Le président du tribunal a désigné M. Robbe, vice-président, pour statuer sur les demandes de référé.
Vu :
- la copie de la requête à fin d'annulation de la décision attaquée ;
- les autres pièces du dossier.
Vu :
- le code de l'entrée et du séjour des étrangers et du droit d'asile ;
- le code de justice administrative.
Considérant ce qui suit :
1. M. A, ressortissant guinéen né le 5 octobre 1995, déclare être arrivé en France le 16 février 2012 et y résider habituellement depuis lors. Il a été muni d'une carte de séjour temporaire portant d'abord la mention " étudiant " puis la mention " salarié ", la dernière expirant le 11 août 2022. Il a demandé, le 13 juin 2022, la délivrance d'une carte de résident portant la mention " résident de longue durée-UE ". Par une décision du 15 novembre 2022, le préfet du Nord a classé sans suite cette demande au motif que, malgré une demande du 4 août 2022 adressée en ce sens à M. A, ce dernier n'a pas produit son autorisation de travail. M. A demande au juge des référés, statuant sur le fondement de l'article L. 521-1 du code de justice administrative, de suspendre l'exécution de ce refus de classement sans duite.

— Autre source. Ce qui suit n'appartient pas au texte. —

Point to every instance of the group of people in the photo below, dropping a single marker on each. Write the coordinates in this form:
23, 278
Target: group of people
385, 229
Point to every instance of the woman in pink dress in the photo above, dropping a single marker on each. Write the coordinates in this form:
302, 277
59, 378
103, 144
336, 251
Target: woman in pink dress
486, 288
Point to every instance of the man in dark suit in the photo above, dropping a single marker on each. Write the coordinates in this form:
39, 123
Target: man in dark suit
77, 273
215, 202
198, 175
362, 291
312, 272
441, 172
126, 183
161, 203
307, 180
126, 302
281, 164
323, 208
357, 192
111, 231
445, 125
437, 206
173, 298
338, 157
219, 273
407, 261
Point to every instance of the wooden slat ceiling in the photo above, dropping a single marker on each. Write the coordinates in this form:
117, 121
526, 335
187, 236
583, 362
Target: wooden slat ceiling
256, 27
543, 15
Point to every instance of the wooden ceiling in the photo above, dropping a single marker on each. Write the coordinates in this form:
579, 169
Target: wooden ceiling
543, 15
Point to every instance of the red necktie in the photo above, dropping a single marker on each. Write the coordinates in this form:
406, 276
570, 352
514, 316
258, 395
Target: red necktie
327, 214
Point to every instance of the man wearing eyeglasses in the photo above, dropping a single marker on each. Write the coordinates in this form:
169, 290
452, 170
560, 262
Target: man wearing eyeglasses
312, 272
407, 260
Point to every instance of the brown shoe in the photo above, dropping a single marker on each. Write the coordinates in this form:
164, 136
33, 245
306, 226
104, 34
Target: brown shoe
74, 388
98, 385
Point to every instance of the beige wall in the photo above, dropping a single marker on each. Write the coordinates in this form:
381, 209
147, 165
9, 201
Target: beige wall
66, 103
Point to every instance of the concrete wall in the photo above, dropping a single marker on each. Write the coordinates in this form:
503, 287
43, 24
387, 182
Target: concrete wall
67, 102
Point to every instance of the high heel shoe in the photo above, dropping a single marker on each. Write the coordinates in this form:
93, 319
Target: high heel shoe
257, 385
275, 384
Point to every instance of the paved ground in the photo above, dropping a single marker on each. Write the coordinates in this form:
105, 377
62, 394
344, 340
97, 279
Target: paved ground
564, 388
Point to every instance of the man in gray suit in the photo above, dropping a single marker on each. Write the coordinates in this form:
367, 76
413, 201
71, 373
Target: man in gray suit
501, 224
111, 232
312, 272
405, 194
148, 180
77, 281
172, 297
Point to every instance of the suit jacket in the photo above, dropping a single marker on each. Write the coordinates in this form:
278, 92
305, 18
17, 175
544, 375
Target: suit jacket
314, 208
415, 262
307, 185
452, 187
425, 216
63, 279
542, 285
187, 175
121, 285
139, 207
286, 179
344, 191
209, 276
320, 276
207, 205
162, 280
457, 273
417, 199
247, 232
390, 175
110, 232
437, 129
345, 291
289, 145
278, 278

2. Aux termes de l'article L. 521-1 du code de justice administrative : " Quand une décision administrative, même de rejet, fait l'objet d'une requête en annulation ou en réformation, le juge des référés, saisi d'une demande en ce sens, peut ordonner la suspension de l'exécution de cette décision, ou de certains de ses effets, lorsque l'urgence le justifie et qu'il est fait état d'un moyen propre à créer, en l'état de l'instruction, un doute sérieux quant à la légalité de la décision () ". En vertu de l'article L. 522-3 du même code, le juge des référés peut, par une ordonnance motivée, rejeter une requête sans instruction ni audience lorsque la condition d'urgence n'est pas remplie ou lorsqu'il apparaît manifeste, au vu de la demande, que celle-ci ne relève pas de la compétence de la juridiction administrative, qu'elle est irrecevable ou qu'elle est mal fondée.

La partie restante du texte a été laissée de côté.